In Indiens Norden eskaliert die Gewalt zwischen Meiteis und Kukis

In Manipur stehen sich zwei ethnische Gruppen unversöhnlich gegenüber, mit grausamen Gewaltakten zur Folge

Von Jan Diedrichsen

Es ist selten, dass Narendra Modi, der Regierungschef Indiens, sich politisch vom Parlament unter Druck setzen lässt. Dafür hat seine Partei Bharatiya Janata (BJP) eine zu komfortable Mehrheit und kann normalerweise auch im Parlament schalten und walten, wie sie will. Noch seltener kommt es vor, dass sich der Hindu-Nationalist Modi besorgt über die Entwicklung der vielen Völker Indiens gibt.
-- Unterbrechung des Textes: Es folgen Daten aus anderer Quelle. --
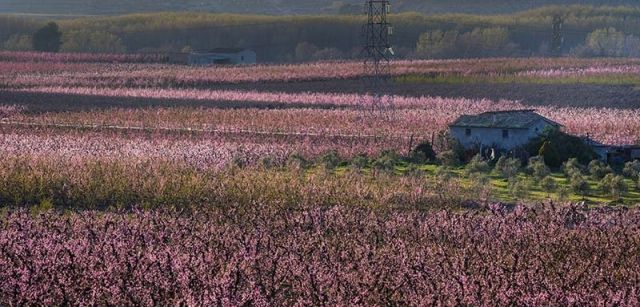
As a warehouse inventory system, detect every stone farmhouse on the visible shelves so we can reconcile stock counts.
[449,110,561,150]
[449,110,640,163]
Der Konflikt im Norden Indiens brach im Mai zwischen den überwiegend hinduistischen Meiteis, der dominierenden ethnischen Gruppe des Bundesstaates, die in den Tiefebenen rund um die Hauptstadt Imphal lebt, und den hügelbewohnenden, hauptsächlich christlichen Kukis aus. Die Spannungen zwischen den Gruppen eskalierten, nachdem die von der BJP geführte Regierung des Bundesstaates einen Plan zur Ausweitung des Stammesstatus auf die Meiteis in Betracht zog, was ihnen die gleichen Vorteile verschaffen würde, die auch die Kukis genießen, darunter das Recht, Land in den Hügeln zu kaufen.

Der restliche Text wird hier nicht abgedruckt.